El mundo ha cambiado desde los tiempos, ya lejanos, en que este escribidor habitaba países donde, con perdón, la gran mayoría de la gente no sólo ignoraba en qué punto del globo terráqueo se encuentra México sino que no podía importarle menos.
Son épocas pasadas, como digo, y doña Globalización no había todavía irrumpido en el escenario. Lo de la tal “aldea global” tampoco se había acuñado, creo recordar, sino que los pueblos eran, ahí sí, aldeanos en el más estricto sentido de la palabra, es decir, centrados en sí mismos, desentendidos de que en el planeta existen otras culturas, desconocedores por necesidad de esa cocina japonesa que ha invadido ahora todos los rincones de la Tierra, ignorantes de historias ajenas y, en esa condición, poco interesados en lo que pudiera ocurrir fuera de lo que llamamos la “metrópoli”, a saber, la nación imperial que, justamente por haber colonizado otros territorios, ha concentrado en su persona (ustedes perdonarán que me refiera como “persona” a parecida entidad, pero mi cabecita no encuentra el sinónimo adecuado) la atención —y, de pasada, el resentimiento— de los pueblos conquistados.
Les cuento: en Israel, donde estuve afincado cuatro años, una señora, al enterarse de mis orígenes aztecas, tuvo la curiosidad de que le confirmara que México era un “protectorado” de los Estados Unidos. Tiempo después, en Bélgica, un colega, de origen francés, se sorprendió de que le hiciera yo saber que en nuestro país hay fábricas y plantas industriales: nos imaginaba nada más productores de plátanos y frutos obligadamente tropicales. Más tarde todavía, en Barcelona, la mujer que me cortaba el pelo me preguntó, en pleno verano, si aquí se estaban sobrellevando las durezas del invierno. O sea, que estamos en otro hemisferio, de plano.
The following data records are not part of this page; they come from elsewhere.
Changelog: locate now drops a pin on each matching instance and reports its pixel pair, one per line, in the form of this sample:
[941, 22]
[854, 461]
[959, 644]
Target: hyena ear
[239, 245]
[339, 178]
Hablando, justamente, de los españoles (catalanes y vascos incluidos, con el permiso de los nacionalistas a ultranza), suelen referirse despectivamente a los latinoamericanos enodosándoles el muy poco elegante adjetivo de “sudacas”. No me tocó a mí jamás sobrellevar parecida destemplanza así que no hube de aclarar que, en todo caso, sería yo un “nordaca”. Pero, qué caray, no hay casi manera de que un europeo, y no sólo los españoles, nos ubique en el subcontinente norteamericano (seríamos centroamericanos, en la visión de los más “enterados”), con o sin tratados comerciales de por medio.
Así las cosas, Helmut Marko, asesor en la escudería Red Bull de la F1, no hizo más que exhibir, primeramente, una ignorancia geográfica edificada sobre prejuicios muy arraigados en el Viejo Continente y, luego, al asociar el pelaje de “sudamericano” de Checo Pérez a sus irregulares desempeños, se metió hasta la cocina en el tema de descalificar a alguien meramente por sus orígenes.
Lo peliagudo del asunto es que dijo esas cosas en público en una época, la nuestra, en la que son cada vez menos admitidas las ofensas. Pero, también, va a tomar todavía mucho tiempo —más allá de los méritos que podamos hacer los mexicanos para ser reconocidos mundialmente, lo cual no es nada evidente— para que los prejuicios de toda esa gente se borren, de entrada, en sus ámbitos privados. Vamos a seguir siendo “sudamericanos” ineptos durante décadas enteras.